The End of Business as Usual


The End of Business As Usual.

After a particularly busy cycle of activity, business owners used to say, “Oh well, back to business as usual”. The extremes of a busy Christmas were usually followed by January sales and then a summer lull while everyone went to the beach. Those extremes were followed by regular trade with a remarkable consistency.

Not any more.

When people talk about disruption to business, it’s not just about Uber and AirBnB, technology and the internet, it’s about the end of business as usual. The new normal is that there is no-new-normal.

Complacency is the death of business in the modern era and nobody is immune to it. That lull in trade after the sales period isn’t guaranteed to return to “business as usual” anymore. That lull may actually be the new normal and if you don’t do something about it, you might soon be referring to that lull as the good old days before the slide!

Just ask former internet darling, Twitter, who’s 2013 IPO valued the business at US$48b but in June this year the market placed it’s worth at a relatively low $10b. Imagine losing 80% of your equity in just three years!

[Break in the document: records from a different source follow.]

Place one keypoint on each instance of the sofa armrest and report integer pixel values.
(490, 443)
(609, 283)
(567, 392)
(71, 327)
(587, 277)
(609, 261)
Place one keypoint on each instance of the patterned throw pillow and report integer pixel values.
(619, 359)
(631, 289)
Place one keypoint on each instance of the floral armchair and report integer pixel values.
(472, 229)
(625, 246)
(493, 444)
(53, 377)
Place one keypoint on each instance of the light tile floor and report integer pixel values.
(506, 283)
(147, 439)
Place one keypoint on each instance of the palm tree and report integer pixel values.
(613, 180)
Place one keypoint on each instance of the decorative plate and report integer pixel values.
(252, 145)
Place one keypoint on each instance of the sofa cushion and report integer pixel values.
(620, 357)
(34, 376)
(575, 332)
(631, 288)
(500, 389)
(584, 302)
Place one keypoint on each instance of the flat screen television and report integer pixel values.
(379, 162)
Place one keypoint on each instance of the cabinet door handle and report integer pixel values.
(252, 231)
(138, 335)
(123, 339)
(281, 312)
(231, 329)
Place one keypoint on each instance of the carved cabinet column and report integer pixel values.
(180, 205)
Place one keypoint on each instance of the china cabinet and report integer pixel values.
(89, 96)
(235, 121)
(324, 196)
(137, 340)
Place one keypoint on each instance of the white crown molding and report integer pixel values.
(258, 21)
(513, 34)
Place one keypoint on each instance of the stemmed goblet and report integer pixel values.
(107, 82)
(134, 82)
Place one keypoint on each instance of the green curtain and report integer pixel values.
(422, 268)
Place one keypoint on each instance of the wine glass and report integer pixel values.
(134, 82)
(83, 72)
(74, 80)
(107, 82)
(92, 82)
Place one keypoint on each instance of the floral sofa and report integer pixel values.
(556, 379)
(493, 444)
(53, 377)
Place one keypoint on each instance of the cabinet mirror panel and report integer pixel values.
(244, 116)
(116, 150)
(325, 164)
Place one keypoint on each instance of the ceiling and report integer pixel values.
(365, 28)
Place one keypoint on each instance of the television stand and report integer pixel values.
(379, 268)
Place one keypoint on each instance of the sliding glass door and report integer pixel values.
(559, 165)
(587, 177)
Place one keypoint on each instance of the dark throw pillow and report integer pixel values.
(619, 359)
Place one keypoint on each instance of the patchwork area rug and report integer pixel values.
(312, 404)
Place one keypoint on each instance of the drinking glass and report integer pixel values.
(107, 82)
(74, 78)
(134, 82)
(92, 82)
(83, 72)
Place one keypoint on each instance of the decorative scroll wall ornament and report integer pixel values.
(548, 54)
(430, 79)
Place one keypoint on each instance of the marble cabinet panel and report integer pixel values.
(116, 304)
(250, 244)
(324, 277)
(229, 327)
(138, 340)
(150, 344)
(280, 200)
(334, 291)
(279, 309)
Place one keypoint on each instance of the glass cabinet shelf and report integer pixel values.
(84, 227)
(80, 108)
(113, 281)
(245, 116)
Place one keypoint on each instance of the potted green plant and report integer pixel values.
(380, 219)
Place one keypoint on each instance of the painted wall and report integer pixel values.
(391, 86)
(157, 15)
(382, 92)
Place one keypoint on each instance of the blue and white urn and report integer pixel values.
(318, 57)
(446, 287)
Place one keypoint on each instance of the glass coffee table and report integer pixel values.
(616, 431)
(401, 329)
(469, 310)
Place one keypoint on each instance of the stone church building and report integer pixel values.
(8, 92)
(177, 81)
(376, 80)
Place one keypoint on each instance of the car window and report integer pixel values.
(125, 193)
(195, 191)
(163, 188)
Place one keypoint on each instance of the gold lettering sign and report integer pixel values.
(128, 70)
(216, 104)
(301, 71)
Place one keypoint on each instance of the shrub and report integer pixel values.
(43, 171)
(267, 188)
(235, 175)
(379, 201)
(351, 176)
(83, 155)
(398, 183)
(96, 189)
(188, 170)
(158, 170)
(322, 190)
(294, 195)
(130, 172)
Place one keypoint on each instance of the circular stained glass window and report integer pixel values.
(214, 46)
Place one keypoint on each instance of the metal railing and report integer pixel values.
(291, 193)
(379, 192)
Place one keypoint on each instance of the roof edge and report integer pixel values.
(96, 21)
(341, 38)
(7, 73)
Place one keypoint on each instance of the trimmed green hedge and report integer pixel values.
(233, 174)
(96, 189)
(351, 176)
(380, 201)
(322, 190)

Markets move incredible fast and as business owners we need to be on top of changes in consumer behavior and preferences. 

The only way you can do that is to talk to consumers. What do you think of when you hear the name [insert brand name here]? What do you like about [insert brand name here]? If you ask the right questions and listen carefully you can read the market trends and devise strategies to cope with them. It may be frightening but it’s way less frightening than not knowing what’s going on.

Because once you know what consumers are thinking, you can act.